Others argue the word multicultural stands for all that is wrong with marketing and marketers today, fatally relying on mischaracterized segment descriptions that do the opposite of what they're meant to do, which is to help people manage product strategies and communications and market intelligence budgets in a smarter way. More than a few wise marketing executives with or without ethnic or multicultural in their titles say that good ethnic or multicultural marketing is good marketing, period.
Anachronistic models burn time and energy, and they wind up making it hard to actually get what's going on. Outward Bounders and Transient Internationals, for instance, reflect a global fluidity that is a fact of our life today, in social, economic and cultural ways. If we look simply through the multicultural lens, we might see an Asian, Hispanic, African American or Native American household. But we might very easily miss the connection or the direction or the influence or the value that would serve as the real trigger of engagement with someone whose cultural heritage profoundly accompanies him or her across national borders, rather than being left behind like an item that wouldn't make it through customs.

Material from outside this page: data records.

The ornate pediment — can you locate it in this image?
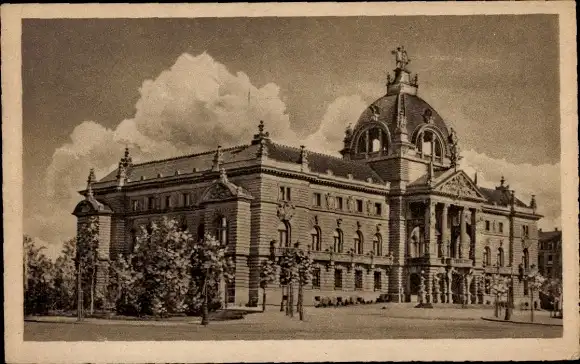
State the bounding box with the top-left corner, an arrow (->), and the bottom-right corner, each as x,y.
435,171 -> 485,200
199,169 -> 253,204
72,197 -> 113,216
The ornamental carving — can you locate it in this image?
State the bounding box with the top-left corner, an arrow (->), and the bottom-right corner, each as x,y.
326,193 -> 335,209
438,173 -> 479,199
346,196 -> 354,212
277,201 -> 295,221
205,183 -> 233,200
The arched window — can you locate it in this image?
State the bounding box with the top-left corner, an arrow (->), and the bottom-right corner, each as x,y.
354,231 -> 364,255
483,246 -> 491,267
409,226 -> 421,258
523,248 -> 529,269
215,216 -> 228,245
356,127 -> 389,156
497,248 -> 505,267
415,128 -> 444,161
278,221 -> 291,248
197,223 -> 205,242
373,234 -> 382,256
311,227 -> 321,251
333,229 -> 344,253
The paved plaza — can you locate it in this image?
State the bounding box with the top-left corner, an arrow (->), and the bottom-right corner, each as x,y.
24,305 -> 562,341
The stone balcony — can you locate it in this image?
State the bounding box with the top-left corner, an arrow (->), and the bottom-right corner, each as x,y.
406,256 -> 474,267
446,258 -> 474,268
273,247 -> 393,266
483,265 -> 514,275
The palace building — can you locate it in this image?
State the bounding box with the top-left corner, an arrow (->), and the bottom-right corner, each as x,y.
73,49 -> 542,308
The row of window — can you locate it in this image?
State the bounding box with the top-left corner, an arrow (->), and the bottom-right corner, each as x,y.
481,247 -> 530,268
308,268 -> 383,291
484,221 -> 531,238
312,192 -> 383,216
130,216 -> 228,246
131,193 -> 192,212
279,221 -> 383,255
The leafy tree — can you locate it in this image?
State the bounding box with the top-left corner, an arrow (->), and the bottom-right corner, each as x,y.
53,238 -> 77,311
527,270 -> 546,322
131,217 -> 194,317
23,235 -> 55,315
191,233 -> 235,325
542,278 -> 563,317
76,217 -> 100,314
490,276 -> 509,318
259,258 -> 278,312
277,243 -> 314,320
294,246 -> 314,321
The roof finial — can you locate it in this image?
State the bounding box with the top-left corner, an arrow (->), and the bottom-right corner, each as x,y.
252,120 -> 270,143
391,45 -> 411,71
219,167 -> 228,182
86,168 -> 96,199
300,145 -> 309,167
500,175 -> 505,187
530,194 -> 537,213
212,145 -> 223,172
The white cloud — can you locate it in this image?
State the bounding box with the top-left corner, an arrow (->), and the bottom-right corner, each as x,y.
460,149 -> 561,230
25,52 -> 562,259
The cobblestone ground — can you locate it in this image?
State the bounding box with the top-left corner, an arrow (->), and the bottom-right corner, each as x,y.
24,305 -> 562,341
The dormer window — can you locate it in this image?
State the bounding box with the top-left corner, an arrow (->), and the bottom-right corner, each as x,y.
355,126 -> 390,157
414,127 -> 445,162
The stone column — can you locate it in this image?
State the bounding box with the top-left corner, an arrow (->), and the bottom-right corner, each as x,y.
441,204 -> 448,258
426,273 -> 432,303
441,278 -> 447,303
474,276 -> 480,304
466,275 -> 472,305
459,208 -> 467,259
470,209 -> 478,261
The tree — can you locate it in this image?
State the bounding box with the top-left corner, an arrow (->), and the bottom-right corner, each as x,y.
278,248 -> 298,317
527,270 -> 546,322
542,278 -> 563,318
490,276 -> 508,318
76,217 -> 100,315
53,238 -> 77,311
294,246 -> 314,321
259,258 -> 278,312
191,233 -> 235,325
23,235 -> 55,315
131,217 -> 194,317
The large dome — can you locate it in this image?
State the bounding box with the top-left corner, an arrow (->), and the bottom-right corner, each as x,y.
343,65 -> 454,163
355,93 -> 451,143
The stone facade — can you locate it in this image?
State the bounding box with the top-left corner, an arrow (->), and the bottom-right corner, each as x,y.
73,52 -> 543,309
538,228 -> 562,280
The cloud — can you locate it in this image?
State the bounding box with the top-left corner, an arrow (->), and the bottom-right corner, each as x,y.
26,52 -> 300,249
460,149 -> 561,230
25,52 -> 562,258
303,95 -> 367,155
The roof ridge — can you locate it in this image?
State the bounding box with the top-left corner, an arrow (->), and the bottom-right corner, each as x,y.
271,141 -> 364,164
131,144 -> 251,167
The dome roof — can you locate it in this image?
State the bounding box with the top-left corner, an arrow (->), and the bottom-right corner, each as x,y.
356,93 -> 451,143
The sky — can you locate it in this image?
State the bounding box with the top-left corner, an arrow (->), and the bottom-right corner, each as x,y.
22,15 -> 561,259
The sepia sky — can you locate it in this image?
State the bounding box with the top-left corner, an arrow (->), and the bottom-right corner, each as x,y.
22,15 -> 561,257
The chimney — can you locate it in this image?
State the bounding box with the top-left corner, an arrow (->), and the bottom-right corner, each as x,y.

Whether it's trying to strengthen an organization, a healthy city, a customer base or a partnership network, diversity is more critical than ever. It's the connective tissue to the future. People like Richard Florida, our featured visionary in The Visionary & the Futurist, page 25, and a keynote speaker at this month's Pop!Tech (www.poptech.org) in Camden, Maine, who help us begin to see past our outdated models to realize that today's and tomorrow's diversity involves fluidity, geographic dynamism and global crossings.